TALKING TO YOURSELF

IDEA: After nearly a year of the pandemic, with its limited social interaction, daily activities, patterns, and thoughts become concentrated and inescapable. The echo chamber starts to overflow. When prompted to create a workshop series, the topic of journaling and planning seemed to address these timely and pervasive symptoms of social and self-isolation.

CHALLENGE: There are a lot of subtle mechanisms at work and challenges that need to be considered when designing something surrounding mental health or thought science. There are many instances of self-referencial or meta design; i.e “thinking about thought” or “designing design”. Furthermore, the problems themselves are very subjective, and the goals and needs vary widely from person to person. A solution for this came in the form of a workshop where participants design their day planners themselves, with their individual needs in mind. This both encourages introspective analysis, and gives them a tailored pathway to gain further understanding. We are all terribly complicated, and the more you can understand about yourself, the more you can understand the world at large.

EXECUTION: A curated lecture + workshop series, segmented into three distinct parts. Each idea is represented abstractly by the type treatment. This workshop is ideally for design students, as the participants must not only examine themselves, but how design interacts with their identity.
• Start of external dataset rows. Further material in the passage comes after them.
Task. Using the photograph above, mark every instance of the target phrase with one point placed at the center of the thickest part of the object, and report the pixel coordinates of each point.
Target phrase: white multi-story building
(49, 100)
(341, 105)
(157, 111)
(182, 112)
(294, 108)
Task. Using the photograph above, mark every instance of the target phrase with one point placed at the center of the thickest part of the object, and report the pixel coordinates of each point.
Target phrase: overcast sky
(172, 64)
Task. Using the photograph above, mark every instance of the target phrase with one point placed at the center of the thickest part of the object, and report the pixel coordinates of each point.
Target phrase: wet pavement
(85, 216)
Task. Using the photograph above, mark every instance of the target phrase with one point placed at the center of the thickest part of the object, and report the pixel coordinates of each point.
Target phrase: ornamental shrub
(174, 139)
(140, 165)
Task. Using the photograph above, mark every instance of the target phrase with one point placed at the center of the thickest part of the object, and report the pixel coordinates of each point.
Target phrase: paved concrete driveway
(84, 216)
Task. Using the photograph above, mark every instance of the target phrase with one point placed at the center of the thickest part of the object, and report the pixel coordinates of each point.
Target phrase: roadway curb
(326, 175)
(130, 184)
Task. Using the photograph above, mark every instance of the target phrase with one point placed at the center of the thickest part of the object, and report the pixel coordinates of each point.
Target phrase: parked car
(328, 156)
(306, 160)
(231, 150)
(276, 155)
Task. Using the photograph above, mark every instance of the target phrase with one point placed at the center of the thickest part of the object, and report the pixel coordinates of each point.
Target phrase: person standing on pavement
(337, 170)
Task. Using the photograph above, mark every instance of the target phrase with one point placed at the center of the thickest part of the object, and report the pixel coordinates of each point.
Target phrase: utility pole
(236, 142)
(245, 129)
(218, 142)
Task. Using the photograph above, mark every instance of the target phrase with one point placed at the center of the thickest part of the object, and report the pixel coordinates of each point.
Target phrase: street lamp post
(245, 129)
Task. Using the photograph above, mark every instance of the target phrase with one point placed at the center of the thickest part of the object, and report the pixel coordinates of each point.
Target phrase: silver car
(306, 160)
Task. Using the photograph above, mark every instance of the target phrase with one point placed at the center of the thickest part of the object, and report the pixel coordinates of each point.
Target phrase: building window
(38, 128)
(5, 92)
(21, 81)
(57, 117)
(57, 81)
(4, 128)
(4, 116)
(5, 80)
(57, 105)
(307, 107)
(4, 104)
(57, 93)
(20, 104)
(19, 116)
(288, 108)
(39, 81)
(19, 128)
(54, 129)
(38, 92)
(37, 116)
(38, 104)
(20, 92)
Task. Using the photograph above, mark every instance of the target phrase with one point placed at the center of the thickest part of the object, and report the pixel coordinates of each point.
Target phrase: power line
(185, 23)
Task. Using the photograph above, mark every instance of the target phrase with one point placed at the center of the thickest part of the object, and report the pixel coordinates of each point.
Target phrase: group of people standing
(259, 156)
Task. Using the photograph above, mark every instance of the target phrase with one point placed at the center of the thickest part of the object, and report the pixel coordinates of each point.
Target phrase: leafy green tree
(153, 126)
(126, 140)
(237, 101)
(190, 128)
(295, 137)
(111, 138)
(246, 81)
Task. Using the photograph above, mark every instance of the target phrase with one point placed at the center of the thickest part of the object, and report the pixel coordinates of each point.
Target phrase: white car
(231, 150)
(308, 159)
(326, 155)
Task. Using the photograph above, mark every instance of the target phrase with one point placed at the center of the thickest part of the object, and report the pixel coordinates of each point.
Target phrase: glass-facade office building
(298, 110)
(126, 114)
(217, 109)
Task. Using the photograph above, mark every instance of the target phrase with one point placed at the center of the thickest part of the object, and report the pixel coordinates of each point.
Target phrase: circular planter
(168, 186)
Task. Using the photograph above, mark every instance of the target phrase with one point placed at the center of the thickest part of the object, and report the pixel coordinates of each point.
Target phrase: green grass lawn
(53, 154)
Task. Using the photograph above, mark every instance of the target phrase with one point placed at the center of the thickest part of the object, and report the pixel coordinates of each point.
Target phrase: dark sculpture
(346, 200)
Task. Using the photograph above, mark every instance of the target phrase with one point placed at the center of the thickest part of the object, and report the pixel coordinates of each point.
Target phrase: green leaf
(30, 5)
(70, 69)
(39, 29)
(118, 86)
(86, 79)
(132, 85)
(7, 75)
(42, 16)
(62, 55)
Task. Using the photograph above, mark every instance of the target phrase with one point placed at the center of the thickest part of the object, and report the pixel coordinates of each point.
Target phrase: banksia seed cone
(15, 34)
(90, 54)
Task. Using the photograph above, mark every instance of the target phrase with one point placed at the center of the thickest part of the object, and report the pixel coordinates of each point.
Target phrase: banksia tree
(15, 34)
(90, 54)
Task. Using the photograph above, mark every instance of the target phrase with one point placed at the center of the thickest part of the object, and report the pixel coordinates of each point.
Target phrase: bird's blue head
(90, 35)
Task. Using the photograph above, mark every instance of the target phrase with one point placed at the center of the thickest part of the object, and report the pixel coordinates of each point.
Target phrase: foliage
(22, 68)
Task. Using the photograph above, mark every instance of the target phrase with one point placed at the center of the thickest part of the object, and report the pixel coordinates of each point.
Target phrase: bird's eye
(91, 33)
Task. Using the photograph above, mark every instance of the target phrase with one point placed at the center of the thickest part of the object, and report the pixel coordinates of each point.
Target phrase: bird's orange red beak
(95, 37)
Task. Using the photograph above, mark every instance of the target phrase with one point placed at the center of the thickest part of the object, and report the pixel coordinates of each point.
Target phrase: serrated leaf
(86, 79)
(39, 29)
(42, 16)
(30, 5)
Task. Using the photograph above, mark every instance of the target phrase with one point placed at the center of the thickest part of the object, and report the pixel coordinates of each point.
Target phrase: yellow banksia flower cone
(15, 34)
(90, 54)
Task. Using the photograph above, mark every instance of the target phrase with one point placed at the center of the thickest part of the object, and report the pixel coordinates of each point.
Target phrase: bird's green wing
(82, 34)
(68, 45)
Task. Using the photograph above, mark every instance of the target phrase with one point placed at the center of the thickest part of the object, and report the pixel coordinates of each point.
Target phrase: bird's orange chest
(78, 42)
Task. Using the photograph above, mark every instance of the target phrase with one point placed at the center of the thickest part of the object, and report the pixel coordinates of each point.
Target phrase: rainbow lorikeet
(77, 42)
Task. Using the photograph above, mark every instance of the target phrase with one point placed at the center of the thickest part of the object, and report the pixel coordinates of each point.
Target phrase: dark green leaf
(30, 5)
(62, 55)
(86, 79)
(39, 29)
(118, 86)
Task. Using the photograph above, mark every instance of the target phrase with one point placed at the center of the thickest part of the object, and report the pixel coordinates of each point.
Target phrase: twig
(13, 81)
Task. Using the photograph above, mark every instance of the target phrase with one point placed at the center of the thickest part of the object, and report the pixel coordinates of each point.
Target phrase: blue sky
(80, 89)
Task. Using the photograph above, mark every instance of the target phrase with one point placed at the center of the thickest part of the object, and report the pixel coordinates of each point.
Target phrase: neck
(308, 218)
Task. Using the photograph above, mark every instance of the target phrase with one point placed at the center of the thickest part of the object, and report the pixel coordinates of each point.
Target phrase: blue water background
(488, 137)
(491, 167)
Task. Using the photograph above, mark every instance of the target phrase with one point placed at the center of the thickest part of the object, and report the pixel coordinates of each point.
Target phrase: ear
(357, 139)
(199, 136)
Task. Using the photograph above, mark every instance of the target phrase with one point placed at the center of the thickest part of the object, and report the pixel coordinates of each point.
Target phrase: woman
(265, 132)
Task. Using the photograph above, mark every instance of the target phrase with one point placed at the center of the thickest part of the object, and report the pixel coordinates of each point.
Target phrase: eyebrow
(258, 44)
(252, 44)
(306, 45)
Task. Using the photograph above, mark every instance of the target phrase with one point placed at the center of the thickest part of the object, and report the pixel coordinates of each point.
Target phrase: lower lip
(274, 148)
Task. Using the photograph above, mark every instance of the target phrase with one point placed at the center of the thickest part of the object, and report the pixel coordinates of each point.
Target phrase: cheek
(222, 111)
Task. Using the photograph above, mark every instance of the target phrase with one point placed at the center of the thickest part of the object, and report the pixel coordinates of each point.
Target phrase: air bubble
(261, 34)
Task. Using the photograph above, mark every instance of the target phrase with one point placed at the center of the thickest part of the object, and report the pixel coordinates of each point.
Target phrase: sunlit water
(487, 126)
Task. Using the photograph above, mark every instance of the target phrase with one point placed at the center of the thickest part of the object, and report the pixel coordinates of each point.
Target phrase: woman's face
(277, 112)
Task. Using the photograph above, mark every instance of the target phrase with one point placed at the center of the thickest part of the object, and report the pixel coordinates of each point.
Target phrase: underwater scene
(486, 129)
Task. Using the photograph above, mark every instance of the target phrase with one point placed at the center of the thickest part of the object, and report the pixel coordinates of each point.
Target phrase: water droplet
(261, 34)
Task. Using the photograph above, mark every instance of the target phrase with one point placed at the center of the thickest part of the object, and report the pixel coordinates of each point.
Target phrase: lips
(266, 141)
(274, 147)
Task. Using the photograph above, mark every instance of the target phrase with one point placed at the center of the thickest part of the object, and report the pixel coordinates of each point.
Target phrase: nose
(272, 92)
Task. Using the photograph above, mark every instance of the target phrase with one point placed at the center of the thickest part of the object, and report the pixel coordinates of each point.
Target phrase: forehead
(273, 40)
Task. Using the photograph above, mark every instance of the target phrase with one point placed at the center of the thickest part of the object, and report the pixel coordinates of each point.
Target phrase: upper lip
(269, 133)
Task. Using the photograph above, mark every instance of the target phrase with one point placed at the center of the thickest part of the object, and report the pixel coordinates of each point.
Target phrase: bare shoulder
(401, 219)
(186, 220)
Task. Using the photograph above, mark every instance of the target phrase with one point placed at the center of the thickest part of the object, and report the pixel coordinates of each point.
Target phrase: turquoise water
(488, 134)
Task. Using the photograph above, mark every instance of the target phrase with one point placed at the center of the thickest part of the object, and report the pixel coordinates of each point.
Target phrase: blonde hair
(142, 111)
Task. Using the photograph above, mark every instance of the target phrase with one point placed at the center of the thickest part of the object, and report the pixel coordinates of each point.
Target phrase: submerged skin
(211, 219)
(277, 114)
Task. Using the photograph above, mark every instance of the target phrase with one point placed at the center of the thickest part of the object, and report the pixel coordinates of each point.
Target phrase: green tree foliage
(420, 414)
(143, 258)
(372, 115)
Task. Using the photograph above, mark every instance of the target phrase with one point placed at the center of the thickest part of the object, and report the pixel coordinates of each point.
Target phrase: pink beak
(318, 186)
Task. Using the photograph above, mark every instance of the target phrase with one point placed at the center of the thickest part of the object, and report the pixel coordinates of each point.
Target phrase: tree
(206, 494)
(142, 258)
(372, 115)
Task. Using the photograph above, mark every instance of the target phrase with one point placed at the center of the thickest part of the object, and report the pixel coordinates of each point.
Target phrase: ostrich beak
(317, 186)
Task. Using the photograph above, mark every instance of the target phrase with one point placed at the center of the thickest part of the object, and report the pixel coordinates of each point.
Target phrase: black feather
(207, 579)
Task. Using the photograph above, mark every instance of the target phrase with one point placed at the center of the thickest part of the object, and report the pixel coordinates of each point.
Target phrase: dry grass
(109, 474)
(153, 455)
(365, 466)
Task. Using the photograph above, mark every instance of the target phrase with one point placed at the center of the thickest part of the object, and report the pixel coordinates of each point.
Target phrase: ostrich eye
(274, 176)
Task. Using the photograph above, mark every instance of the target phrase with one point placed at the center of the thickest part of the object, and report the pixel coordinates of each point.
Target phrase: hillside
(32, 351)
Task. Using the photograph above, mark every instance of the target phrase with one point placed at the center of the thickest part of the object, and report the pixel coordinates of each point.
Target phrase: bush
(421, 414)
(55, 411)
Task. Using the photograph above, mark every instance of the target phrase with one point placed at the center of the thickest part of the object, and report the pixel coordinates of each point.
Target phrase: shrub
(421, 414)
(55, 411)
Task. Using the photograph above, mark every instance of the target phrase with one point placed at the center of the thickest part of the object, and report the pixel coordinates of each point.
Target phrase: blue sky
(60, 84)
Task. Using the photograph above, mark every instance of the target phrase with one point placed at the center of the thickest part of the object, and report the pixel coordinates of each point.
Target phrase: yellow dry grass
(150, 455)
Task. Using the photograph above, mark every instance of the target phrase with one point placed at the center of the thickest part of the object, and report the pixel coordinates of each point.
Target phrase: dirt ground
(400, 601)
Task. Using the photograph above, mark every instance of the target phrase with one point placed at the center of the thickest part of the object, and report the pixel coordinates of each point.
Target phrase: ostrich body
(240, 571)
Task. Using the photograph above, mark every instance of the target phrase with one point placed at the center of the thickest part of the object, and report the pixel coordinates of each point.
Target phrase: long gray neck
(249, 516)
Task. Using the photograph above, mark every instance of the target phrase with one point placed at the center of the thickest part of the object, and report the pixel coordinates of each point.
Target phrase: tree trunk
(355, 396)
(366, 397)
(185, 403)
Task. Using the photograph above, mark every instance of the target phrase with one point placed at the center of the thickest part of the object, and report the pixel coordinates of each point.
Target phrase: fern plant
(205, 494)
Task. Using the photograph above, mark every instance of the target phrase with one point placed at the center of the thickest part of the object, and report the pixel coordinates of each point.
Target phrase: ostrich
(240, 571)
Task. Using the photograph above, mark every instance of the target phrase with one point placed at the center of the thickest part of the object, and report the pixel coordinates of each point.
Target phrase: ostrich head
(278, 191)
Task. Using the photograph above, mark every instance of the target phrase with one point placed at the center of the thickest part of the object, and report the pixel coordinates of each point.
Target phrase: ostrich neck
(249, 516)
  1. “Reflect” : a lecture that sets the tone for the other two events. The lecture shares tips, insights, and the proposed methodology of creating and maintaining a healthy self-dialogue through journaling.
  2. “Conceptualize” : a design workshop where the ideas from the lecture are applied. After learning some best practices and doing a bit of introspection, create a design. Make thumbnails in your booklet, digitize them, fine tune them, and get ready to create something meaningful.
  3. “Actualize” : Your design becomes reality. Choose materials, then print and bind your book. Not only is this a good bit of practice in book design, technical designing practice, and fabrication; hopefully you have become more of a friend to yourself.

1

REFLECT

2

CONCEPTUALIZE

3

ACTUALIZE

The planner for your planner. The book given to students during Step 2.
The cover of a finished example. A completed student outcome.
Interior spread of a completed day planner.